Lors d'une conférence de presse commune, Nicolas Sarkozy et Gordon Brown ont dénoncé la manière dont a été géré l'appel d'offres portant sur des avions ravitailleurs de l'US Air Force. Un contrat que Boeing et Airbus se disputent depuis des années.
Protectionnisme américain. L’accusation est lancée par deux des plus hauts dirigeants européens, le président français Nicolas Sarkozy et le Premier ministre britannique Gordon Brown, qui se rencontraient, ce vendredi, à Londres. Si les Américains "veulent être entendus dans la lutte contre le protectionnisme, qu'ils ne donnent pas l'exemple du protectionnisme", a souligné Nicolas Sarkozy, lors d'une conférence de presse commune.
Le retrait forcé d'Airbus de l'appel d'offres, pour 35 milliards d'euros, d'avions militaires ravitailleurs américains au profit exclusif de Boeing, désormais seul en lice, continue ainsi de susciter de fortes réactions côté européen. "Ce n'est pas des méthodes, a lancé le président français. Ce sont des méthodes qui ne sont pas bonnes à l'endroit des alliés européens des Etats-Unis, et ce sont des méthodes qui ne sont pas bonnes pour les Etats-Unis qui sont une grande nation [...] avec laquelle nous sommes proches et amis."
Gordon Brown a renchéri, se déclarant "très déçu" par la décision américaine. "Nous considérons qu'il faut avoir des marchés libres et une concurrence libre", a-t-il dit.
Le Pentagone a rejeté ces accusations de protectionnisme, un peu plus tard ce vendredi. Le sous-secrétaire américain à la Défense a assuré que le Pentagone était "en faveur" de la participation de l'industrie européenne de défense aux appels d'offres américains.
"Enorme frustration"
La polémique court depuis lundi, lorsque Airbus, filiale du constructeur aéronautique européen EADS, a perdu son allié crucial sur le sol américain pour répondre au contrat d’avions-ravitailleurs américains : Northrop Grumman s'est en effet retiré à moins de 60 jours de l'échéance.
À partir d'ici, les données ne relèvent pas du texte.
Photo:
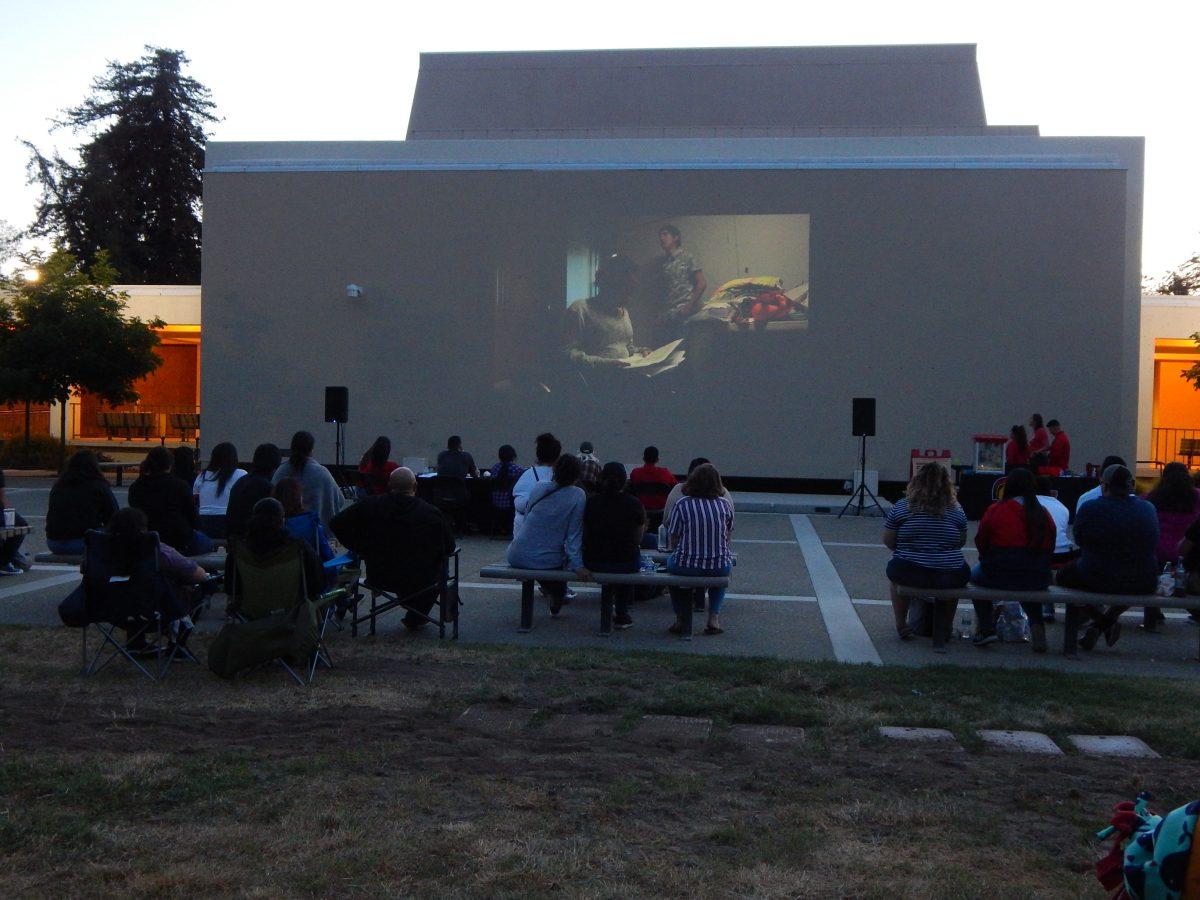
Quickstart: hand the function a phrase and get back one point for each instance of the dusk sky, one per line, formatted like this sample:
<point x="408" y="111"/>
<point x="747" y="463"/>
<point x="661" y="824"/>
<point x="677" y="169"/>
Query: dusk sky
<point x="346" y="71"/>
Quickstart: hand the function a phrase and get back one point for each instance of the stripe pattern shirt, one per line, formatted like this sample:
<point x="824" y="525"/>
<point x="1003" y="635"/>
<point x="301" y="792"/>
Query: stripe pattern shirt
<point x="701" y="528"/>
<point x="931" y="541"/>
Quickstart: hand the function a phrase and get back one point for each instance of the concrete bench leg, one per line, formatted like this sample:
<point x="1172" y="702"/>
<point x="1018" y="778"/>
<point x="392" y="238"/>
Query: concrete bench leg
<point x="526" y="607"/>
<point x="1071" y="633"/>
Le patron d'Airbus, Thomas Enders, a dénoncé dans un entretien accordé, mardi, au quotidien économique Financial Times Deutschland, un appel d'offres "biaisé en faveur d'un avion plus petit et moins performant de la concurrence". De son côté, le ministre allemand de l'Economie, Rainer Brüderle, s'est indigné le même jour de "la pression politique" qui s'est transformée en "un appel d'offres sur mesure pour Boeing".
Du côté d'EADS, le PDG Louis Gallois n'a pas caché son "énorme frustration", jeudi, au micro de RTL. "Ça nous aurait permis d'installer aux Etats-Unis une chaîne d'assemblage". Et, partant, de concurrencer directement Boeing sur son sol.
Discussions secrètes ?
Ce qui fait tiquer les Européens, c’est le changement des critères de l’appel d’offres entre 2008 et 2010. "Ces changements de critères montrent, conjointement avec l'arrivée de la crise économique, que le climat à Washington a changé", explique à France24.com Nicola Clark, journaliste américaine, spécialiste aéronautique pour le New York Times et International Herald Tribune. "Il y a des craintes, pas vraiment justifiées, de voir un consortium européen faire disparaître des emplois américains."
"Il n'est pas inconvenant de parler d'un recentrage protectionniste, confirme Christian Harbulot, directeur de l'Ecole de guerre économique (EGE), dans un entretien à France24.com. Après le changement de conjoncture économique, on assiste à un recentrage de la politique américaine, qui va chercher à favoriser ses propres intérêts industriels."
Ce contrat aéronautique militaire est "un enjeu qui peut avoir des répercussions financières et symboliques très fortes, analyse pour sa part Christian Harbulot. Il n'est pas impossible qu'il y ait eu une négociation de l'administration américaine avec Northrop, des discussions discrètes, surtout sur un secteur aussi stratégique", affirme-t-il. Une version que Nicola Clark ne prend pas au sérieux. "Northrop est très puissant à Washington, avec son propre lobby, explique-t-elle. Une telle manœuvre ne me paraît pas réaliste."
Sarkozy à Washington fin mars
Depuis des années, Airbus et Boieng se disputent cet important contrat. Gagné par Boeing en 2003, il avait été annulé pour irrégularités. Puis remporté par Airbus et Northrop Grumman en 2008, avant d'être de nouveau résilié.
Ce troisième appel d'offres doit arriver à échéance le 10 mai. Airbus peut-il trouver, en moins de 60 jours, un nouveau partenaire américain ? De l'aveu même de Louis Gallois, cela paraît "très improbable".
Le président français Nicolas Sarkozy doit s’en entretenir avec son homologue américain Barack Obama, à la fin mars, à Washington.